Planting tens of thousands of trees where abandoned and decrepit houses once lurked, cleaning up trash-filled alleys, creating career opportunities for challenged youth and improving inner city schools. Those may not be the downtown skyscraper and construction projects that grab so much attention, but they’re all ongoing initiatives launched and managed by non-profit organizations working in Detroit’s neighborhoods in an effort to revitalize our town from the inside out.

We learned about these community efforts at an especially uplifting panel discussion at a recent DBusiness Breakfast titled “Diamonds in the Rough.”

Detroit may be a rough-cut diamond but as the panelists repeatedly reminded us, our town can become a gem when “we do this by all working together.”

The beautiful thing is how many different ways unselfish, committed folks are working together to make a positive difference for our children and our neighbors.

Let’s start with all those trees. Michael Score, the president of Hantz Woodlands, told us how the organization, with the help of more than a thousand volunteers, converted a one-square mile area of Detroit’s lower east side from blight to bounty by planting more than 30,000 trees. Oh, those trees aren’t just for show, said Score. “By putting something in landscape,” he said, “it’s now drawing interest from investors who are seeing that space as attractive for development.”

When it comes to improving Detroit’s schools, Kwame Simmons of the Hantz Foundation noted it can’t just be accomplished by administrators–there must be a constant dialogue with parents and teachers.
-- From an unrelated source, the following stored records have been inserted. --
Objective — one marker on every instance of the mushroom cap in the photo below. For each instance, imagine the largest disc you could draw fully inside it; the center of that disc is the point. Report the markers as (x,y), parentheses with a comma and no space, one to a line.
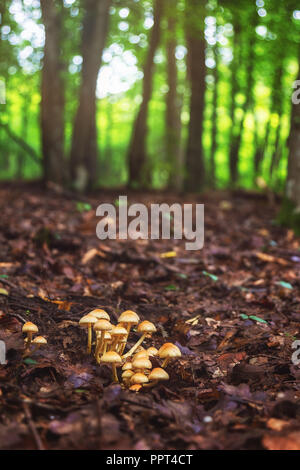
(129,317)
(99,313)
(142,353)
(87,320)
(152,351)
(142,363)
(139,378)
(158,374)
(169,350)
(127,374)
(111,357)
(29,327)
(102,325)
(135,388)
(146,327)
(118,331)
(39,340)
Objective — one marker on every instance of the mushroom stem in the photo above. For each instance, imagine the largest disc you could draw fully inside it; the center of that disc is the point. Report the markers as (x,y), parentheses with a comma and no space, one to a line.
(99,345)
(165,363)
(115,375)
(89,345)
(134,348)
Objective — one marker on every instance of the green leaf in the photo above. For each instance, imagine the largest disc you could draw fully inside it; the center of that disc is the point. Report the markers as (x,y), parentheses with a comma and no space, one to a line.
(286,285)
(255,318)
(212,276)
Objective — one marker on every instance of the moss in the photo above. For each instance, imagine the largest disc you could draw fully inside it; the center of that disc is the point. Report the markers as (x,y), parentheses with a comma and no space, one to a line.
(289,217)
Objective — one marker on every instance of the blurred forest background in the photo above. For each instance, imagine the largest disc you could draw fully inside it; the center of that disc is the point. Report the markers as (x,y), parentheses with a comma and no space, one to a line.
(163,94)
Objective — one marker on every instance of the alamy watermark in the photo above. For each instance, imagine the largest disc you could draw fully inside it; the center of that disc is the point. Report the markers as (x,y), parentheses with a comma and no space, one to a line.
(160,221)
(296,94)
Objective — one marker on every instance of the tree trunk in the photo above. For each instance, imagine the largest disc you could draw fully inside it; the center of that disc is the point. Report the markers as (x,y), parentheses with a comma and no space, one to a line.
(52,99)
(293,179)
(84,151)
(195,169)
(173,109)
(137,148)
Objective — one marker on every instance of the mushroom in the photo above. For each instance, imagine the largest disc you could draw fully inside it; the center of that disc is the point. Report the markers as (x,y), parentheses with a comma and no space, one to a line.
(113,358)
(99,313)
(86,322)
(128,319)
(118,333)
(167,351)
(156,375)
(146,328)
(141,364)
(152,351)
(139,379)
(29,328)
(101,327)
(127,374)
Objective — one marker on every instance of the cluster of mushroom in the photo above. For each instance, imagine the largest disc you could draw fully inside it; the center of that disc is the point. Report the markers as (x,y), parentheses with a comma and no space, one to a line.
(110,344)
(30,329)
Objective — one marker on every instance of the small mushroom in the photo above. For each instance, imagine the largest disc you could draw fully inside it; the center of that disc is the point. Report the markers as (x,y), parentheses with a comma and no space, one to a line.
(167,351)
(101,327)
(86,322)
(127,319)
(99,313)
(157,375)
(113,358)
(152,351)
(146,328)
(29,328)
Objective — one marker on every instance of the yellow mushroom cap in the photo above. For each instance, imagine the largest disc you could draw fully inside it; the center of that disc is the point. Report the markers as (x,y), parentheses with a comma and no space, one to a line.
(129,317)
(158,374)
(102,325)
(39,340)
(152,351)
(87,320)
(142,353)
(29,327)
(169,350)
(142,363)
(118,331)
(146,327)
(111,357)
(135,388)
(99,313)
(139,378)
(127,374)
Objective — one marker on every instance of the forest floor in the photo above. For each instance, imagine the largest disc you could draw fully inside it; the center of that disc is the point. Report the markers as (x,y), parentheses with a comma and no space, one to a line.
(232,308)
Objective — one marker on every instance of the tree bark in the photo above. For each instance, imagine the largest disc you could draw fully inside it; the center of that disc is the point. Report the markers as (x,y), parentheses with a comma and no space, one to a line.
(195,169)
(137,149)
(52,96)
(173,109)
(84,150)
(293,179)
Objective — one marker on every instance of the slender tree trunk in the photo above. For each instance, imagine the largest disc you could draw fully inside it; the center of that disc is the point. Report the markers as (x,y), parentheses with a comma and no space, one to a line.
(195,169)
(52,102)
(293,179)
(84,151)
(173,109)
(214,130)
(137,155)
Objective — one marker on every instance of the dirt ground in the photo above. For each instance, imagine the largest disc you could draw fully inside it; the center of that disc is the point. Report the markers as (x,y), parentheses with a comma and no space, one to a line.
(232,308)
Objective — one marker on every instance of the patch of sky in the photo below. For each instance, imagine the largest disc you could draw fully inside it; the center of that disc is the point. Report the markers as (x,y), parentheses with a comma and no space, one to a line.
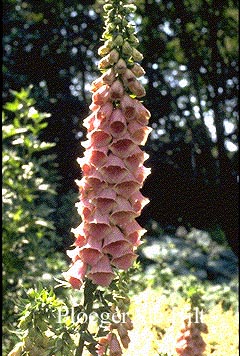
(209,122)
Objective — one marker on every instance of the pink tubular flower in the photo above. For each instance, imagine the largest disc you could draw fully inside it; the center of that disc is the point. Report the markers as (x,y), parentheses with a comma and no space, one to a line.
(113,170)
(114,346)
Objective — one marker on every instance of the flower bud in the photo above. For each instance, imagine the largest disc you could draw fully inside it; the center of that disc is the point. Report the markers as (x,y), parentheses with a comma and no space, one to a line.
(108,77)
(118,41)
(137,56)
(104,62)
(116,90)
(113,56)
(128,77)
(120,67)
(138,70)
(134,40)
(106,48)
(130,8)
(127,49)
(107,7)
(137,89)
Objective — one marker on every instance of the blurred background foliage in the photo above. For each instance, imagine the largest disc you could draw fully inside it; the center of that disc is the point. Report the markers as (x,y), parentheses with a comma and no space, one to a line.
(191,60)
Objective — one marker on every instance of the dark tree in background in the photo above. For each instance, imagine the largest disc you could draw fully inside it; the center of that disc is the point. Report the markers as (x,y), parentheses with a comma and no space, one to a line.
(191,61)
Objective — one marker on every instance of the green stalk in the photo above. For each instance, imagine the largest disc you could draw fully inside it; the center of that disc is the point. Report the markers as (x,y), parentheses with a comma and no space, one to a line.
(89,296)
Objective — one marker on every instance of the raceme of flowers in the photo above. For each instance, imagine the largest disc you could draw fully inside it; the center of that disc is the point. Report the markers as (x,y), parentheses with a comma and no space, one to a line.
(113,170)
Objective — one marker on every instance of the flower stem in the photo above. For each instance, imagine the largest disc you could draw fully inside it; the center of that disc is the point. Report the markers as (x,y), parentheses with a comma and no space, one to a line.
(89,295)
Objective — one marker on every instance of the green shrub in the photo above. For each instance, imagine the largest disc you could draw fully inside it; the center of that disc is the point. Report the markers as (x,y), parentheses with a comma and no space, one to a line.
(29,200)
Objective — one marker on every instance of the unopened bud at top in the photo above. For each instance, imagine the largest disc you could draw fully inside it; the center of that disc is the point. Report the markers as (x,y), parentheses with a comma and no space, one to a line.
(137,56)
(120,67)
(118,41)
(138,70)
(127,49)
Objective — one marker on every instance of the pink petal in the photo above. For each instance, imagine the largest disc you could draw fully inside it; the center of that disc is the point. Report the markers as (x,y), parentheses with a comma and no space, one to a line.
(97,156)
(138,201)
(136,159)
(104,112)
(115,242)
(122,212)
(117,90)
(139,133)
(80,241)
(98,230)
(134,232)
(114,346)
(122,147)
(101,96)
(142,173)
(104,200)
(90,255)
(99,138)
(114,169)
(127,186)
(73,254)
(124,262)
(84,208)
(94,107)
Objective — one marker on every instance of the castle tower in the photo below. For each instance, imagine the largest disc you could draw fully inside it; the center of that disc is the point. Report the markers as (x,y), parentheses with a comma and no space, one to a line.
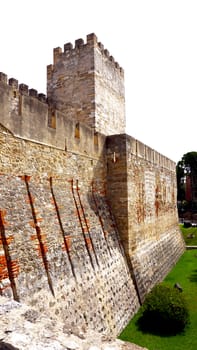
(86,84)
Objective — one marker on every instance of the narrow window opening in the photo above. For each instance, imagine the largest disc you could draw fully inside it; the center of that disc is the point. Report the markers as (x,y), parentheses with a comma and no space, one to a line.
(52,119)
(96,139)
(77,131)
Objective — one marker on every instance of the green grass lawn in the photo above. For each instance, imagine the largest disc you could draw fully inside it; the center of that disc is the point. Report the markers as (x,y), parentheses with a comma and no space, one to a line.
(185,273)
(189,234)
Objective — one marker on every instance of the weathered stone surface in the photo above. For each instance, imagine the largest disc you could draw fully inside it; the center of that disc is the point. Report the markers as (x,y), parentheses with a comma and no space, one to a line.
(88,219)
(42,332)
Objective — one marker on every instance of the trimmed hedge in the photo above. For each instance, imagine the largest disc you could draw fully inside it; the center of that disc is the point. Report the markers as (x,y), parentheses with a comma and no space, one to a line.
(164,311)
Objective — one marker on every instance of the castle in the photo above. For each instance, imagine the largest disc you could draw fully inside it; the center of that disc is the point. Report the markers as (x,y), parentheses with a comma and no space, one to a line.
(88,217)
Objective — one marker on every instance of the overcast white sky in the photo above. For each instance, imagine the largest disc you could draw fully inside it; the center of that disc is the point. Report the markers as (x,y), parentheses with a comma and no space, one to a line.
(155,41)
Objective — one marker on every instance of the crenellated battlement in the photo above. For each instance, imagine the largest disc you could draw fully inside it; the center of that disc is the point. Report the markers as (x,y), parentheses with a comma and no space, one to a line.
(91,43)
(79,198)
(22,88)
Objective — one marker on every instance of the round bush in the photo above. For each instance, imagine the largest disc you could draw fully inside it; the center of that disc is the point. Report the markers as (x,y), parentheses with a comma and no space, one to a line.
(164,311)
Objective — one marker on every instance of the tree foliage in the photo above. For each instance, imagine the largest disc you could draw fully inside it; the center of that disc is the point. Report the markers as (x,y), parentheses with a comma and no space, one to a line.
(164,311)
(187,166)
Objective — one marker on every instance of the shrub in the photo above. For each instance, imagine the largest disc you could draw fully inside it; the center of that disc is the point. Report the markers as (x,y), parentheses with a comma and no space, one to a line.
(164,311)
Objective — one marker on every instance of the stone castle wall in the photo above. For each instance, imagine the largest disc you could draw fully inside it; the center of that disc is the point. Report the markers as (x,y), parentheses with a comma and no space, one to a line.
(88,220)
(59,245)
(144,182)
(86,84)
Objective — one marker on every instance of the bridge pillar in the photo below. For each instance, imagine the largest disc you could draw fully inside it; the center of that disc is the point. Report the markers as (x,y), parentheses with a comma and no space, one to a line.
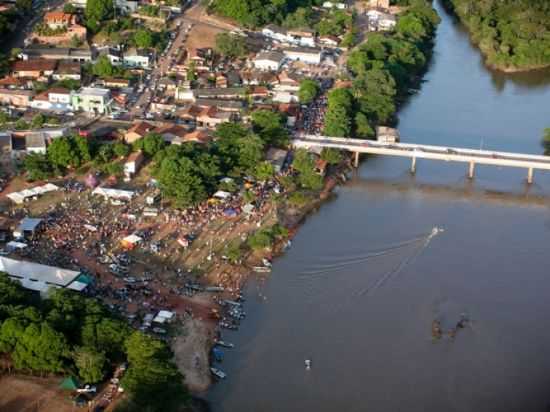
(530,175)
(471,169)
(413,165)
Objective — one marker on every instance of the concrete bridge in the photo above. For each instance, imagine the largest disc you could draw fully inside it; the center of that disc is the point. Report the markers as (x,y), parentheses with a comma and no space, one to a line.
(419,151)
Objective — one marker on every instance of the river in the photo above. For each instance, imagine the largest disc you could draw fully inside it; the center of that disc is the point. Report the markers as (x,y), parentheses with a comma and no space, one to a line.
(363,281)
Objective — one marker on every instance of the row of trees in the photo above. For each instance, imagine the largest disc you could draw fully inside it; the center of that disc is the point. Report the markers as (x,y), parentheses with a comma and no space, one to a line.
(189,173)
(512,34)
(383,69)
(68,333)
(70,152)
(255,13)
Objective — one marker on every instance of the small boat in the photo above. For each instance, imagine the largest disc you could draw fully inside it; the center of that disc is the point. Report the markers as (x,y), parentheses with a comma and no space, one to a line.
(218,373)
(224,344)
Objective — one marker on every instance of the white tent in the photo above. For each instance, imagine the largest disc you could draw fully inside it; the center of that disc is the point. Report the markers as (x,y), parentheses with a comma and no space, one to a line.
(113,193)
(19,197)
(220,194)
(35,272)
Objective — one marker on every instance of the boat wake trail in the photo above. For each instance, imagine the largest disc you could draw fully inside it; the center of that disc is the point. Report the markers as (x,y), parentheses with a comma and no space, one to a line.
(334,267)
(405,262)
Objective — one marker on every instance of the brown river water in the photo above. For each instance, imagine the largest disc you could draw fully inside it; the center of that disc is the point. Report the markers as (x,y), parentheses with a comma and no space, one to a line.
(365,277)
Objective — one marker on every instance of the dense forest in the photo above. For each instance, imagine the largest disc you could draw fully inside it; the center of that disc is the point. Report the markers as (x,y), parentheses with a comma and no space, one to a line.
(512,34)
(68,334)
(383,69)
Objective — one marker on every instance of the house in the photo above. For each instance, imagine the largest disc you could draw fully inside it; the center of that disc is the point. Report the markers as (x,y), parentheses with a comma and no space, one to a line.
(275,32)
(57,53)
(270,60)
(379,4)
(302,37)
(185,94)
(227,105)
(380,21)
(92,100)
(133,163)
(303,54)
(35,142)
(67,70)
(27,228)
(55,99)
(387,134)
(18,98)
(277,158)
(34,69)
(224,93)
(259,92)
(114,55)
(285,97)
(329,41)
(287,82)
(172,133)
(221,81)
(57,20)
(115,83)
(137,58)
(137,131)
(211,117)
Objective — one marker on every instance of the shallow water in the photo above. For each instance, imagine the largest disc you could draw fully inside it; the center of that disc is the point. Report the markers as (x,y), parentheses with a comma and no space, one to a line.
(359,288)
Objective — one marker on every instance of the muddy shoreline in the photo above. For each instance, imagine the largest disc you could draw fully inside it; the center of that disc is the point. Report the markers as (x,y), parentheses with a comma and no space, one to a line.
(197,336)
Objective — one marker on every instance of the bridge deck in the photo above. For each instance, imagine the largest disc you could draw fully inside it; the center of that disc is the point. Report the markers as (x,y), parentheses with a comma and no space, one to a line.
(450,154)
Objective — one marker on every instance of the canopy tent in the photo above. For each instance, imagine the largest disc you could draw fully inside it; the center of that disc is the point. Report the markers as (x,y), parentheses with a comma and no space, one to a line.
(113,193)
(220,194)
(35,272)
(70,384)
(19,197)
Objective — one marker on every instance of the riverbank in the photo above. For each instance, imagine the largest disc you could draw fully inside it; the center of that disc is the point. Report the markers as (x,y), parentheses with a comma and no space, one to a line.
(197,335)
(485,30)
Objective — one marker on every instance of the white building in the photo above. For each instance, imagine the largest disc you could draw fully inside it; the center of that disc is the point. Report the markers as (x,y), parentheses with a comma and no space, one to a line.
(303,54)
(380,21)
(271,60)
(92,100)
(137,58)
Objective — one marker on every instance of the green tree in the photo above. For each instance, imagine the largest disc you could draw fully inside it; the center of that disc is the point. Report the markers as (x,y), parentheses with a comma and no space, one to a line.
(179,179)
(69,8)
(62,152)
(152,375)
(37,166)
(309,89)
(90,363)
(264,171)
(21,124)
(41,348)
(143,38)
(152,144)
(96,12)
(121,149)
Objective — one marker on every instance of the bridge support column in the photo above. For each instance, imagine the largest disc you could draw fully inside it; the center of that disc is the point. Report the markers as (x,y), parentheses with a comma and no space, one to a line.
(471,169)
(530,175)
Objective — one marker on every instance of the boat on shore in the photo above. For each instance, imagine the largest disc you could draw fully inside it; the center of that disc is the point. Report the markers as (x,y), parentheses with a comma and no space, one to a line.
(224,344)
(218,373)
After all, he said, “schools can’t turn around by themselves.”

Chris Lambert, a longtime friend of Franco, is the founder and CEO of Life Remodeled. Its mission, he said, is “bridging people across divides to help transform each other’s lives,” in part by improving neighborhoods doing everything from building a house from the ground up to taking over the old Durfee Central High School building and converting it into a community center.

Lambert inspired us by explaining it’s difficult to get people of different races, political persuasions and backgrounds to just sit down at a table and agree on a plan, but when they find themselves working on a community project together, “something magical begins to happen. People begin to like each other and respect each other.”

Our team experienced this firsthand when we volunteered with Life Remodeled in 2017 and 2018 and took over their social media channels to showcase the work they do.

Dr. Akosua Barthwell Evans is the CEO of the organization she founded,–a woman-owned, minority management consulting firm. Three generations of her family have lived in different areas of Detroit since 1911. Dr. Evans returned to Detroit after living in New York City for several years and decided she wanted to do something to revitalize her West Boston Boulevard neighborhood. Raising both money and awareness, Dr. Evans and the West Boston Block Club planted flowers along the streets and cleaned several alleys clogged with weeds and harbored crime. That theme of working together came up again as she described the group’s “great” accomplishment:

“What we’ve done,” she said “is establish a sense of what can we do when we work together and bring about change.”

Yes…. working together as a team focused on accomplishing a common goal through open, honest and constant communications. That’s not only an inspiring strategy for rebuilding a city–it’s exactly how our Franco team works with our clients in order to give each and every project the best chance at success–quite often, just like Detroit…turning ideas that may start out as diamonds in the rough, into beautiful gems.